Annaghdown is a historic monastic settlement near the east shore of Lough Corrib. Its name comes from the Irish Eanach Dhúin that means "The marsh of the fort". In the area many road signs simply say Eanach Dhúin, and this might be a little misleading. It is said that the monastery was founded by St. Brendan of Clonfert in the 6th century on a land that was granted to him by Áed mac Echach, King of Connacht. Brendan died here in Annaghdown in 577, but he was buried at Clonfert Cathedral.
The monastic site includes four important buildings. A church, a nunnery, a cathedral and a priory.
The building furthest north is the Abbey of St. John the Baptist de Cella Parva, that was founded in 1223 as a house of Premonstratensian Canons by Murtagh O'Flaherty, bishop of Annaghdown, and became an abbey 13 years later. The abbey and monastery were dissolved in 1542.

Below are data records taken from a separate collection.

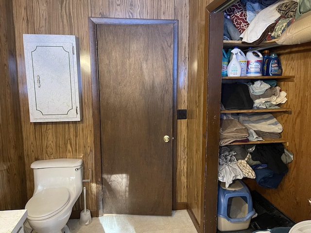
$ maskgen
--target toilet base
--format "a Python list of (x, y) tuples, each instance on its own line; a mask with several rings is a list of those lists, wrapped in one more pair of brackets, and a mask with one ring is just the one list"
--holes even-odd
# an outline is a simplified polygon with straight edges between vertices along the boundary
[(62, 233), (70, 233), (70, 229), (68, 226), (66, 225), (64, 227), (64, 228), (62, 229)]

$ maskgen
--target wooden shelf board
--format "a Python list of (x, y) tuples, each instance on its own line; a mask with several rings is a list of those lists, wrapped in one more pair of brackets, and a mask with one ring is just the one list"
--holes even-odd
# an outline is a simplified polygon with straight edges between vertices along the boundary
[(261, 144), (263, 143), (285, 143), (288, 140), (282, 138), (263, 138), (264, 141), (250, 141), (248, 142), (233, 142), (230, 145)]
[(263, 109), (224, 110), (220, 111), (221, 113), (272, 113), (277, 112), (284, 112), (289, 114), (292, 114), (292, 109), (291, 108), (265, 108)]
[[(281, 45), (279, 45), (276, 43), (278, 40), (278, 39), (274, 39), (271, 40), (265, 41), (259, 45), (245, 44), (245, 43), (242, 43), (241, 40), (224, 40), (224, 48), (228, 49), (233, 48), (234, 46), (238, 46), (241, 48), (252, 47), (252, 50), (263, 50), (270, 48), (281, 46)], [(251, 50), (247, 49), (243, 50), (247, 51)]]
[(240, 76), (240, 77), (222, 77), (222, 79), (288, 79), (289, 81), (294, 78), (294, 75), (275, 76)]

Not much survives today of this building, which is a little more than outlined on the ground, with only a few sections of walls. Namely there are the northeast corner of the chancel, the west part of the north wall of the nave with its pointed arch doorway and two windows, and a short segment of the south wall of the nave. In the centre of the nave a rectangular cairn of loose stones from the structure have been tidily arranged.
The church is aligned to the east-northeast (75°).